20 Janvier 2019 , Rédigé par Liberation Publié dans #Education, #Neurosciences, #Sociologie

Stanislas Morel : «Les neurosciences illustrent la dépolitisation actuelle de la question scolaire»

EXTRAITS

Pour le sociologue, spécialiste de l’échec scolaire, la domination des neuroscientifiques dans l’éducation, actée par la composition du nouveau Conseil scientifique, témoigne d’une obsession de la performance. Au détriment d’une approche sociale des inégalités à l’école.

Le ministre de l’Education nationale, Jean-Michel Blanquer, a présenté le 10 janvier les membres du tout nouveau Conseil scientifique de l’éducation nationale (CSEN) présidé par Stanislas Dehaene, psychologue cognitiviste et figure française des neurosciences. «Au plus près des besoins des professeurs, explique le ministre, le Conseil fera des recommandations pour aider notre institution et les professeurs à mieux saisir les mécanismes d’apprentissage des élèves.» L’initiative a été reçue assez froidement par les syndicats d’enseignants, qui redoutent une prise de pouvoir des sciences du cerveau sur les méthodes pédagogiques. Le sociologue Stanislas Morel, auteur en 2014 de la Médicalisation de l’échec scolaire (La Dispute), revient sur la position aujourd’hui dominante des neurosciences cognitives dans le domaine de l’apprentissage.

La communication autour de la création du CSEN laisse penser que les neurosciences étaient jusqu’ici peu présentes dans les débats sur l’enseignement. Etait-ce le cas ?

Non. La démarche des neuroscientifiques pour occuper le terrain sur de nombreux sujets de société, comme les apprentissages scolaires, les prises de décision économiques, voire les fondements des goûts esthétiques, a débuté, dans les faits, il y a une vingtaine d’années. Le boom des neurosciences à la fin des années 90 est en grande partie lié aux progrès dans les techniques d’exploration du cerveau, à commencer par l’imagerie cérébrale, qui permettent d’avoir une meilleure connaissance du fonctionnement du cerveau, resté pendant longtemps un organe très mal connu.

C’est une discipline scientifique que vous décrivez, dans le domaine des apprentissages, comme étant «orientée vers l’action»…
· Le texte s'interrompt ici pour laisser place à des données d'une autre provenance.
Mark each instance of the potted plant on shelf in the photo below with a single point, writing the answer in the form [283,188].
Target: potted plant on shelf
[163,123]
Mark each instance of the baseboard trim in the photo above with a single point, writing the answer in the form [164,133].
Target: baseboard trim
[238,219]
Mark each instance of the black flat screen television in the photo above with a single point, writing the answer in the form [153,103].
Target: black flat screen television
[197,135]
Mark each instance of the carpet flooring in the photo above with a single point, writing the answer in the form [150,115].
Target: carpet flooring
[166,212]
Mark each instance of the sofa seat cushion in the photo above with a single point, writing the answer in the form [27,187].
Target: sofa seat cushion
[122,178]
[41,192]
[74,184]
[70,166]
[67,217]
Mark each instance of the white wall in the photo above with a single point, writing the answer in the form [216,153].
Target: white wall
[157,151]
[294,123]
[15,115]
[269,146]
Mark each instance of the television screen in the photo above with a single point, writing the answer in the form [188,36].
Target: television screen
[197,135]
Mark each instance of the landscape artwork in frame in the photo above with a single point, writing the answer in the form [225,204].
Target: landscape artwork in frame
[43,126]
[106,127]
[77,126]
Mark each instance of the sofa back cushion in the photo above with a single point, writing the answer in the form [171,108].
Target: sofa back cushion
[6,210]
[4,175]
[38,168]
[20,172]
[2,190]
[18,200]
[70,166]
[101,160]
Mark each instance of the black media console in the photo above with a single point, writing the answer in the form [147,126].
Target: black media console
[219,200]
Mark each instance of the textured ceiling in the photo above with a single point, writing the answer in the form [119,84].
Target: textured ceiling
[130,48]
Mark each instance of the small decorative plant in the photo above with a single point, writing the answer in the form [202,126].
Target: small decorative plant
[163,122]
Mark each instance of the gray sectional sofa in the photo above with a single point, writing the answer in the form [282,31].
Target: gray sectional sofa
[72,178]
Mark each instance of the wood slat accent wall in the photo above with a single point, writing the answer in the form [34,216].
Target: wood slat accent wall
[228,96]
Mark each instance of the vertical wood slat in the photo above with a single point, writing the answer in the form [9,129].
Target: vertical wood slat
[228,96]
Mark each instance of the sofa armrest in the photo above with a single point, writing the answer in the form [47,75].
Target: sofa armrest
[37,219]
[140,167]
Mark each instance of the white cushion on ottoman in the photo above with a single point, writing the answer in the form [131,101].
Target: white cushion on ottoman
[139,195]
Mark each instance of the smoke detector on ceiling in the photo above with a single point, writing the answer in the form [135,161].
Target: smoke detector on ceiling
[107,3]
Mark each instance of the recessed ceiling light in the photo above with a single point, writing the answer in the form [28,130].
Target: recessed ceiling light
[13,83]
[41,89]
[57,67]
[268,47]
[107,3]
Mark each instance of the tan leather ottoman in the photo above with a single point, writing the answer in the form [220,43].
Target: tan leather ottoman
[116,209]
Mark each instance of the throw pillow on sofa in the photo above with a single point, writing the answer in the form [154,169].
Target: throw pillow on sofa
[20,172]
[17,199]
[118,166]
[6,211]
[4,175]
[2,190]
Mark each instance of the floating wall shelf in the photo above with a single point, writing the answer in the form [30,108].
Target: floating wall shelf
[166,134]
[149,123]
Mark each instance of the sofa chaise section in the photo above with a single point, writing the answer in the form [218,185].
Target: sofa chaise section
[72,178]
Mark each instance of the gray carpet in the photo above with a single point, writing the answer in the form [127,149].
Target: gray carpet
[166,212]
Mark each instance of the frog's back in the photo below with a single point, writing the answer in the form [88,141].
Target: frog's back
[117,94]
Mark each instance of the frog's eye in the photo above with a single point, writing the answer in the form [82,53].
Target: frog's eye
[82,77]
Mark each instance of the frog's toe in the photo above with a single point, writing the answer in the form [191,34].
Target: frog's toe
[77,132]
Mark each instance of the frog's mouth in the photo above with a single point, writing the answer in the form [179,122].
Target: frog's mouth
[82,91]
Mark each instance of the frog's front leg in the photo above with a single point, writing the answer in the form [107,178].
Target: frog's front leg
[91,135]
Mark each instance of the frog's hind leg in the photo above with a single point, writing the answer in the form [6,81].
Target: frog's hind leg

Effectivement, le talon d’Achille des neurosciences, c’était avant tout les critiques qui les accusaient d’en revenir à un certain déterminisme biologique. Les neuroscientifiques ont alors joué la carte de l’ouverture en mettant en avant la plasticité du cerveau, sa capacité à évoluer au cours du temps, notamment sous l’influence de facteurs «environnementaux». Ils adoptent donc aujourd’hui un discours intégrateur qui prétend prendre en compte les différents facteurs biopsychosociaux pesant sur les apprentissages. L’idée n’est plus d’éliminer les disciplines et les causalités «concurrentes», c’est de les coordonner, mais aussi de les hiérarchiser, en mettant souvent en avant la causalité biologique. De fait, les neuroscientifiques ont parfois relativisé les questionnements ontologiques (la quête de la cause première des difficultés d’apprentissage) pour privilégier un «pragmatisme» pouvant conduire à des réponses pratiques aux difficultés. Parmi ces réponses : prêter de l’importance à l’explication des consignes, à la répétition des exercices, à la correction des erreurs, aux manières de mémoriser des connaissances ou à l’estime de soi des élèves.

(...)

Les neurosciences fonctionnent surtout comme une mécanique de preuve pour des solutions préexistantes. Finalement, elles n’inventent rien…

Sans doute pas rien, mais c’est vrai que les solutions qu’elles proposent, comme celles préconisées par Stanislas Dehaene pour l’apprentissage de la lecture, sont souvent bien connues des pédagogues. Par exemple, dire aujourd’hui qu’il faut privilégier le décodage de correspondances grapho-phonémiques - la méthode syllabique pour aller vite -, ce n’est plus clivant. Ce qui est vraiment nouveau, c’est la manière d’administrer la preuve de l’efficacité des pratiques pédagogiques en s’appuyant sur les sciences expérimentales dans un univers scolaire qui, pour ses détracteurs, avait sombré dans l’idéologie. Et c’est à partir de l’effet de levier créé par cette forte légitimité scientifique que les neuroscientifiques ont été capables de réasséner de manière très puissante des préconisations qu’eux-mêmes reconnaissent n’être pas spécialement révolutionnaires.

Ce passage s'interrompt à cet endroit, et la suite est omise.